Look Here

Look Here November 5, 2020


A Facebook friend shared the above meme which features this quotation: 
“The best teachers are those who show you where to look, but don’t tell you what to see.”
– Alexandra K. Trenfor
I was just going to chime in in response to add “or hear” alongside not telling people what to see when directing them where to look, since the person who shared the quote is a composer and music professor.
But almost immediately in response to the quote, someone complained that their daughter had been subjected to indoctrination against conservative views while studying at university. That led me to respond in a comment, and sowed the seeds of this blog post.
I want to point out that even telling people to look has values woven into it. The whole premise of education as practiced at universities like Butler University is that we should look critically and dare to question things we have been told in our upbringing, whatever they may have been. And while we should not and do not tell students what to see, the truth is that even when there are a range of conclusions that may all be compatible with the evidence so that there is no definitive right answer, that doesn’t mean that all answers are equally compatible with the evidence.
As an example of the kind of critical thinking rather than indoctrination that a university education instills and which some do not appreciate, let me add that no one seems to be able to track down who Alexandra K. Trenfor is or where the quote comes from. People have looked into the question but with no real results. Even the surname Trenfor appears to be a dead end, which is even more mysterious. We live in an era in which sayings are attributed to famous people inauthentically. The internet is full of them. Sayings of less famous people get attached to better-known names to give the words greater authority and help them go viral. The case of Alexandra Trenfor seems to be an exception. She may just have been someone active on social media (then basically just Facebook) in the early days, who had a knack for pithy and insightful sayings but was not famous apart from that. Perhaps this is a pseudonym. Today, someone whose words went as viral as the quotes attributed to Alexandra K. Trenfor have would wish without avail that they could now get their name attached to the words that circulate so widely with no attribution to their source and no accompanying fame or recognition. This seems to be the opposite circumstance, in which someone created some great quotes, some memeworthy sayings, but did not wish to be associated with them. I spent longer than I should have, longer than I could afford the time to, trying to investigate using the skills that I practice and teach as an academic. I didn’t meet with success, but I was motivated to fact-check and not simply circulate something I came across without doing so. Teaching others to do that is “indoctrination” against conservative values only if conservatives are opposed to education itself. The person who complained about “indoctrination” in higher education accused educators of not doing what this mysterious quotes says the best teachers ought to. But that wasn’t really their complaint. The objection is that we teach people to look at and critically evaluate not only views different from those they were brought up to hold, which fellow conservatives would happily see analyzed so as to expose any and all flaws and shortcomings; we also insist that that critical examination be turned inwards at one’s own convictions and assumptions.

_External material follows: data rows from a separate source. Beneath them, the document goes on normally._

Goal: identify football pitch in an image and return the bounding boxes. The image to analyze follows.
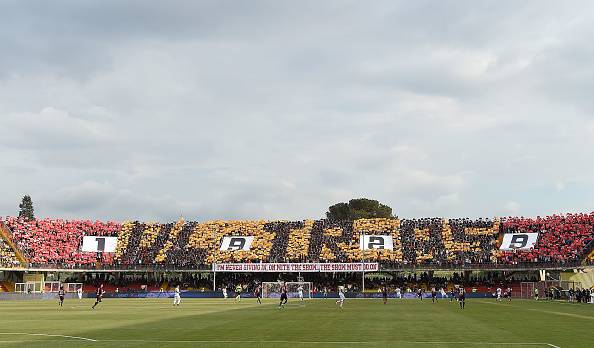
[0,299,594,348]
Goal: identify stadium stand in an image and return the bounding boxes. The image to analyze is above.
[4,217,121,268]
[0,213,594,269]
[0,221,26,268]
[498,213,594,264]
[0,238,21,268]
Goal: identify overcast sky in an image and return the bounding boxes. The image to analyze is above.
[0,0,594,221]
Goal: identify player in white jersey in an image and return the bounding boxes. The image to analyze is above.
[173,285,181,306]
[336,285,345,308]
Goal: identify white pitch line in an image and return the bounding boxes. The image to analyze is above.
[0,332,561,348]
[99,339,560,348]
[0,332,97,342]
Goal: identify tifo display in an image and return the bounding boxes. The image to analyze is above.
[0,213,594,271]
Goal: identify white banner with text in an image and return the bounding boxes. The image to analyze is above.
[213,262,379,272]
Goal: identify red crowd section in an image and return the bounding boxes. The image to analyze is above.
[4,217,121,267]
[499,213,594,263]
[0,213,594,268]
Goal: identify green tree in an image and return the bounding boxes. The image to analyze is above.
[326,198,393,220]
[19,195,35,220]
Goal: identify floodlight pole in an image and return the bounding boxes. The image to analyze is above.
[360,231,365,296]
[212,229,217,292]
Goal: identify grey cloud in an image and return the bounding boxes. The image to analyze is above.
[0,1,594,219]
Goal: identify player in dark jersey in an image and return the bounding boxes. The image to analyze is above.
[91,284,105,309]
[278,283,287,309]
[458,288,466,309]
[58,286,66,307]
[254,285,262,304]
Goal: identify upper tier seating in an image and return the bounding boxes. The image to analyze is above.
[0,213,594,268]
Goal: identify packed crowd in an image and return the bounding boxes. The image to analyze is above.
[498,213,594,263]
[0,213,594,268]
[0,237,21,268]
[3,217,120,268]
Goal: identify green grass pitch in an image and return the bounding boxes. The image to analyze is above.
[0,299,594,348]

The way I used to put it was that I don’t care what students think but how they think. I hesitate to put it that way nowadays simply because, as I said above, not all conclusions are equal. You may disagree intelligently many matters and yet that doesn’t mean that “conspiracy” or “aliens” are on the same footing with the different conclusions that significant numbers of scholars hold and about which they engage in vigorous ongoing debate. Now I tend to say that you are not obliged to change your mind nor should you feel as though you cannot. The key thing is that if you hold the views you were brought up to, they should become your conclusions instead of merely your views or assumptions. 

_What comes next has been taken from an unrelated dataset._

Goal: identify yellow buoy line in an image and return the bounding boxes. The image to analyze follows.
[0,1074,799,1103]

Let me conclude with two other quotations that a colleague posted in the same thread, which express a similar or at least a related sentiment:
“Learning to write is learning to see.”–Simon van Booy
“I don’t know exactly what a prayer is. I do know how to pay attention.”–Mary Oliver  
One of the two was misattributed. The attribution above appears to be correct. But as years of study have taught me, and I seek to teach others: I may be wrong. And so I never seek to indoctrinate, but instilling an appreciation for questioning and challenging the assumptions not just of others but of oneself and one’s own tradition is perceived as such by those whose values reject this core conviction that is central to the ethos of what we mean by education itself.